OKLAHOMA CITY – Following a controversial decision by the state’s Board of Health, it seems a petition to legalize recreational marijuana is picking up steam.
On Tuesday, the Board of Health approved emergency rules on medical marijuana, with two specific exceptions.
Under the new emergency rules, smokable forms of medical marijuana would be banned from sale in dispensaries. According to Interim Health Commissioner Tom Bates, licensed medical marijuana users would still be allowed to use it if it was grown themselves.
“To allow smokable forms would be a step back as protectors of public health in Oklahoma and certainly reasonable people can differ on that,” Commissioner Bates said.
However, medical marijuana advocates say they are gearing up for a fight.
Already, two lawsuits have been filed against the new
“The issue here is medical marijuana, and that’s fantastic, but the overall issue is the problem with our government in Oklahoma and their exercising of authority that they don’t have and their failure to listen to the people,” explained attorney Rachel Bussett.
According to Bussett, there were several missteps in the agency’s rule-making process.
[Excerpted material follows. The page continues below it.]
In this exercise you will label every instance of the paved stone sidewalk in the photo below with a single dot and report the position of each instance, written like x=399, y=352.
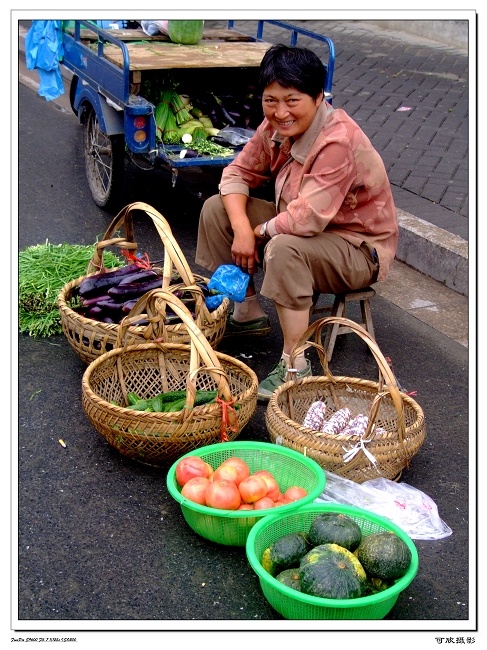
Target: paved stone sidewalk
x=410, y=95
The lawsuit alleges the Open Meetings Act was violated, because the agency did not publish proposed amendments before the Board of Health took them to a vote.
In the meantime, 'Green the Vote' is collecting signatures on State Question 797.
State Question 797 would allow anyone over the age of 21 to legally possess, use, grow, process and sell marijuana. It would also allow marijuana to be classified as an herbal drug, which would be regulated by the Oklahoma Cannabis Commission.
In order to have a chance to get the question on the November ballot, the group says it needs to collect 124,000 signatures of registered Oklahoma voters.
'Green the Vote' announced on Sunday that it has already collected 104,372 signatures on the petition.
They say they hope to take all of the signatures to the Capitol on Aug. 8.